“Jokes for the Folks”

 The Dog Days of August require great humor to keep us from sweltering even in air conditioning. Since today is the first day of the month, the first “dog day,” I’m sure these superb jokes will keep you cool…except, of course, your boiling fury that my sense of humor is so much better than yours will ever be! (And together let us say…Amen)

    David asks his wife Renee, “I’m just curious, darling, what part of me do you like the most? Is it my handsome rugged face, or my muscular abs, or what?” Renee scans him from head to toe, then replies, “I like your sense of humor.”

    Q: Noah’s ark was built in three stories and the top story had a window to let light in. How did they get light to the bottom two stories?
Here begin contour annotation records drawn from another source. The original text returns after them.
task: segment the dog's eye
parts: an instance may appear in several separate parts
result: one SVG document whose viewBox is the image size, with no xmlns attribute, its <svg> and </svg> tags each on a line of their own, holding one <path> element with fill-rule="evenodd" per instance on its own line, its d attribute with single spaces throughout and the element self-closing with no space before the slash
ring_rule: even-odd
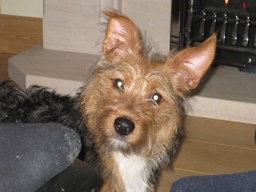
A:
<svg viewBox="0 0 256 192">
<path fill-rule="evenodd" d="M 158 93 L 155 93 L 153 95 L 152 95 L 150 99 L 156 101 L 157 103 L 159 103 L 162 99 L 162 96 Z"/>
<path fill-rule="evenodd" d="M 115 79 L 113 82 L 114 86 L 116 88 L 124 88 L 123 82 L 120 79 Z"/>
</svg>

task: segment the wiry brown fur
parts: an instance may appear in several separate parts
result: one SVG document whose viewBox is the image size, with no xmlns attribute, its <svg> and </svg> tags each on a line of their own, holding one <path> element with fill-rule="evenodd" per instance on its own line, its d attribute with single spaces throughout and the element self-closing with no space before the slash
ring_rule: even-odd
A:
<svg viewBox="0 0 256 192">
<path fill-rule="evenodd" d="M 110 17 L 104 54 L 81 92 L 71 97 L 0 83 L 0 122 L 70 127 L 81 135 L 84 161 L 102 176 L 101 191 L 154 191 L 175 152 L 188 91 L 213 60 L 216 36 L 159 58 L 145 51 L 129 19 L 104 13 Z"/>
<path fill-rule="evenodd" d="M 216 36 L 163 61 L 144 52 L 138 29 L 128 18 L 115 12 L 104 13 L 111 18 L 104 56 L 84 88 L 81 115 L 99 152 L 102 191 L 125 190 L 116 158 L 119 152 L 128 159 L 136 156 L 145 159 L 147 191 L 154 191 L 159 172 L 170 166 L 175 152 L 186 93 L 197 86 L 212 63 Z M 113 85 L 116 79 L 122 81 L 122 87 Z M 158 103 L 152 98 L 155 93 L 162 97 Z M 125 136 L 113 129 L 120 116 L 135 124 L 134 131 Z"/>
</svg>

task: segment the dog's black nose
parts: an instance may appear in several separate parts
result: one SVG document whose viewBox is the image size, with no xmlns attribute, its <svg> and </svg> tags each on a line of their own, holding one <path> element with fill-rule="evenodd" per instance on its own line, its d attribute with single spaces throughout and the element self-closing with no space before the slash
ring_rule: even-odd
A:
<svg viewBox="0 0 256 192">
<path fill-rule="evenodd" d="M 127 118 L 118 117 L 115 120 L 114 127 L 120 135 L 128 135 L 134 129 L 134 124 Z"/>
</svg>

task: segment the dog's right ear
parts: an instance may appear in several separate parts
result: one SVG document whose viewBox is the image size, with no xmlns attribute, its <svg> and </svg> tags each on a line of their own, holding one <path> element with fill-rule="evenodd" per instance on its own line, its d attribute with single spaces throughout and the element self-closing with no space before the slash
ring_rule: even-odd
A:
<svg viewBox="0 0 256 192">
<path fill-rule="evenodd" d="M 133 22 L 117 11 L 102 12 L 110 17 L 102 45 L 105 56 L 122 57 L 138 53 L 140 38 Z"/>
</svg>

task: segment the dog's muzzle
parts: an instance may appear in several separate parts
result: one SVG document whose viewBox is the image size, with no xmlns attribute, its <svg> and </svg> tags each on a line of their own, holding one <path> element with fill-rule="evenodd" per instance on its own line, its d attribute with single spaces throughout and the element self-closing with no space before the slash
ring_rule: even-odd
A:
<svg viewBox="0 0 256 192">
<path fill-rule="evenodd" d="M 121 136 L 129 135 L 132 132 L 134 127 L 134 124 L 131 120 L 124 117 L 118 117 L 115 120 L 115 130 Z"/>
</svg>

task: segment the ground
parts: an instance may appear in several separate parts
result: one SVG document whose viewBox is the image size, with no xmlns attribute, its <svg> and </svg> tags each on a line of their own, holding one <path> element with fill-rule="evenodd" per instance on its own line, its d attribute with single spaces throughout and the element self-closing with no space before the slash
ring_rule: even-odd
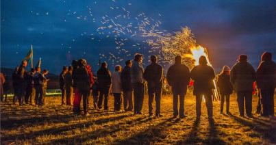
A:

   A: They used flood lights.

    Marty, a motivational consultant, was just getting into his car when a lovely woman walks up to him and says, “Can you give me a lift, please?” Marty responds, “Of course I can. You’re beautiful, intelligent and there’s nothing in the world you can’t do. Go for it.”

    Another riddle…

   Q: Where would you weigh a pie?

   A: Somewhere over the rainbow, weigh-a-pie.    (Sorry!)

 “The stork just brought you a beautiful baby girl,” the nurse told a new father. “The stork never brought this baby,” declared the young man, staring at the hospital statement. The bill is way too long.”

 

Some signs: Billboard on the roof of Gold’s Auto Body Repair Shop: “May we have the next dents?”

Sign on a Hollywood deli parodying Shakespeare’s words of wisdom: “What Food These Morsels Be”

There’s a sign in an office discouraging 90% of job-seekers: “If You Consider Work a Pleasure – You Can Have a Lot of Fun Around Here.”